Let $A = \mathbb{Q}[x_1,\cdots,x_n]/I$, and $V(K) = \{ a\in K^n\,|\ \forall i,\, f_i(a)=0\}$ for all fields $K$ of characteristic $0$. Then there is a canonical bijection between $V$ and the ring morphisms $A\to K$ : each $\varphi: A\to K$ defines $(\varphi(x_1),\dots,\varphi(x_n))\in V(K)$, and for each $a\in V$ there is a unique $\varphi:A\to K$ such that $\varphi(x_i)=a_i$.

Our starting point is that $V(\mathbb{C})$ is finite, and we want $V(\mathbb{C}) = V(\overline{\mathbb{Q}})$

First we show that every prime ideal of $A$ is maximal. Indeed, suppose we have $\mathfrak{p}\subset A$ prime but not maximal. Then there is $\mathfrak{q}\subset \mathbb{Q}[x_1,\dots,x_n]$ prime but not maximal with $I\subset \mathfrak{q}$ (according to the description of the prime ideals of a quotient ring). Now the irreducible variety in $\mathbb{C}^n$ it defines must be pathwise connected so it is infinite and for each $a$ in this variety you have $\mathfrak{q}\subset \mathfrak{m}_a\subset \mathbb{C}[x_1,\dots,x_n]$. In particular each of these $\mathfrak{m}_a$ contains $I$ and this each of these $a\in \mathbb{C}^n$ are actually in $V(\mathbb{C})$, which is a contradiction.

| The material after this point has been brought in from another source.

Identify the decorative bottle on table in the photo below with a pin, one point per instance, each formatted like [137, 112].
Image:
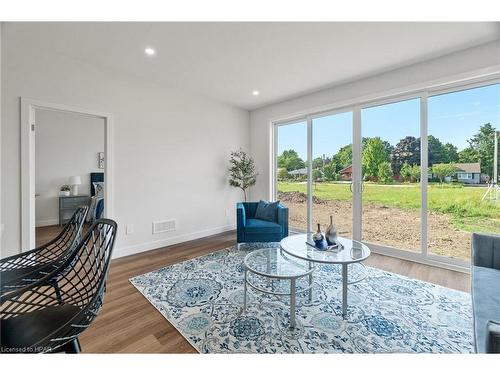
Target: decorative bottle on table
[331, 233]
[319, 239]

Now let $a\in V(\mathbb{C})$, and let $\varphi: A\to \mathbb{C}$ be the corresponding morphism. Then $\varphi(A)\subset \mathbb{C}$ so $\varphi(A)$ is an integral domain, and in particular $\mathfrak{p}= \ker(\varphi)$ is prime. Then it must be maximal, so $\varphi(A) = A/\mathfrak{p}$ is a finitely generated algebra over $\mathbb{Q}$ which is a field, so by Zariski's lemma, it is a finite extension of $\mathbb{Q}$. Hence $\varphi(A)\subset \overline{\mathbb{Q}}$, so $a\in V(\overline{\mathbb{Q}})$.

If you want the $f_i$ to have coefficients in $\overline{\mathbb{Q}}$ you can just replace $\mathbb{Q}$ by $\overline{\mathbb{Q}}$ everywhere in the proof.